WASHINGTON (CNN) -- While calling for tolerance, President Bush said Tuesday he would support a constitutional amendment, if one is needed, that defines marriage as being between a man and woman.

"If necessary, I will support a constitutional amendment which would honor marriage between a man and a woman, codify that," Bush told ABC's Diane Sawyer.

The president -- in an apparent nod to some recognition of gay civil unions -- also said it would be the position of his administration that "whatever legal arrangements people want to make, they're allowed to make, so long as it's embraced by the state."

Overturning the state's ban on same-sex marriages, the Massachusetts Supreme Judicial Court in November cleared the way for lesbian and gay couples in the state to wed, ruling that government attorneys "failed to identify any constitutionally adequate reason" to deny them the right.

The court gave state lawmakers six months to craft a way for gay couples to marry.

The president criticized the court, saying it had overstepped its bounds.

"It was a very activist court in making the decision it made," Bush said. "As you know, I'm a person who believes in judicial restraint, as opposed to judicial activism that takes the place of the Legislative Branch."

Bush said a constitutional amendment will be needed if "judicial rulings undermine the sanctity of marriage."

In October, Bush said administration lawyers were looking for some way to legally limit marriage to heterosexuals.

Asked by Sawyer if gays were sinners, Bush responded: "We're all sinners.
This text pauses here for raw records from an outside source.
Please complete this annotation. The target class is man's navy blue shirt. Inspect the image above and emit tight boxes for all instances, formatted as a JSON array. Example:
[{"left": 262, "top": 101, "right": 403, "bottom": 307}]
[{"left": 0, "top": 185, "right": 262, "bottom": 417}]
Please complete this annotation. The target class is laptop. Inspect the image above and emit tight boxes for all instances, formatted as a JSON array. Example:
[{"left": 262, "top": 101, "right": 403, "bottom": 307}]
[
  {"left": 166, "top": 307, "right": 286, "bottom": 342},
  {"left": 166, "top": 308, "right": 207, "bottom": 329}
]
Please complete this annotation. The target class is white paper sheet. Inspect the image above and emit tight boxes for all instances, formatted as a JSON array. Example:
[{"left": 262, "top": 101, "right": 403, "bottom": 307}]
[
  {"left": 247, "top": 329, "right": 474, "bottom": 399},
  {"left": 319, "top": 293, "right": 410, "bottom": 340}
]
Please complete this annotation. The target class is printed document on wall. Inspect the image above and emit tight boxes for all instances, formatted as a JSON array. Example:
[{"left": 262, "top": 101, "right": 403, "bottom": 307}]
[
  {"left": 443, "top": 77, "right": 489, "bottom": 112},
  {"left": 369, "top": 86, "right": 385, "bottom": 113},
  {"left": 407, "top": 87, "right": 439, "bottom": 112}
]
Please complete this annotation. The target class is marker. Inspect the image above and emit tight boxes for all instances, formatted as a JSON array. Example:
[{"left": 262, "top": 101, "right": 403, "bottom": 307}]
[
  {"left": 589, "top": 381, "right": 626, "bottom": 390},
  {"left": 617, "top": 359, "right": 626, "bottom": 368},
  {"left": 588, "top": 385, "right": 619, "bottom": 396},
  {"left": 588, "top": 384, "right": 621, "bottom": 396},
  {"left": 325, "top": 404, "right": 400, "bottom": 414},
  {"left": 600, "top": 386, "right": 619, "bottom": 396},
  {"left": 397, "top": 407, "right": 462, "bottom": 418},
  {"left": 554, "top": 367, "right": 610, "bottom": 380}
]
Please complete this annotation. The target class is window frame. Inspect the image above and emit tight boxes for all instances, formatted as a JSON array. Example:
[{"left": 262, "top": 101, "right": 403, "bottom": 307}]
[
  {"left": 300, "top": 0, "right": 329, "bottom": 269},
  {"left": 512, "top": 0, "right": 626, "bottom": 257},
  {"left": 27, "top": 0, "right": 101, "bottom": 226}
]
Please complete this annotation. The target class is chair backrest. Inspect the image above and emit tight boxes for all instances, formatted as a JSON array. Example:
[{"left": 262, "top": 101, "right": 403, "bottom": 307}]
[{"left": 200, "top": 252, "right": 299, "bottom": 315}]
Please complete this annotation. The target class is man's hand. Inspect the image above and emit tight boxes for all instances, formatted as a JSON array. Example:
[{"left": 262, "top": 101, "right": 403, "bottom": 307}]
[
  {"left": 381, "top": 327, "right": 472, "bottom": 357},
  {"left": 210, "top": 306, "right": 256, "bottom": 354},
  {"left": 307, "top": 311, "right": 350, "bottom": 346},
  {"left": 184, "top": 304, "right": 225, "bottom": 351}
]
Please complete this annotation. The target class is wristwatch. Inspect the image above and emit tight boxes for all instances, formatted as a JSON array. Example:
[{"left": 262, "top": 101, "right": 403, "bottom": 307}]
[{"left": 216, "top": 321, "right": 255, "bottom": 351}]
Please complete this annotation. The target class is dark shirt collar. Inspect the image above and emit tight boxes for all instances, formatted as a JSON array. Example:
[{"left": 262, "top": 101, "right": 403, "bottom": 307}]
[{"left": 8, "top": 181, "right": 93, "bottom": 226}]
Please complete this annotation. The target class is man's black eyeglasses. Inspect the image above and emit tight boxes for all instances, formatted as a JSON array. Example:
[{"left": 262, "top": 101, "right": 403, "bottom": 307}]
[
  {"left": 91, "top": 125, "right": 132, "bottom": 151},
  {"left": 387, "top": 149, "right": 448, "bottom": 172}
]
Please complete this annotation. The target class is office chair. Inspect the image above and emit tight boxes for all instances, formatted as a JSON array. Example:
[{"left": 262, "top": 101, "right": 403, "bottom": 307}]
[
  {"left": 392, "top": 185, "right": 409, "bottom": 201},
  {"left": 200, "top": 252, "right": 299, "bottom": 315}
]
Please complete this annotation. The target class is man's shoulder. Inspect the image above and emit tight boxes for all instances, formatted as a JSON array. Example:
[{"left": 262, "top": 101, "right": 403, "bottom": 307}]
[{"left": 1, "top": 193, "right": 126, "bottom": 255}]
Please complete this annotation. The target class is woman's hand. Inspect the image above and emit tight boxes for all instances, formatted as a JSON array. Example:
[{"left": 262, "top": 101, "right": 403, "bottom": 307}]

We're all sinners."

"No distinction?" she queried.

"I think we're all sinners. One of my favorite Bible verses says, 'Why would I take a speck out of your eye when I have a log in my own?' And having said that, however, I do believe in the sanctity of marriage. But I don't see that as conflict with being a tolerant person or an understanding person."

Bush counts many conservative Christians and Christian groups among his supporters.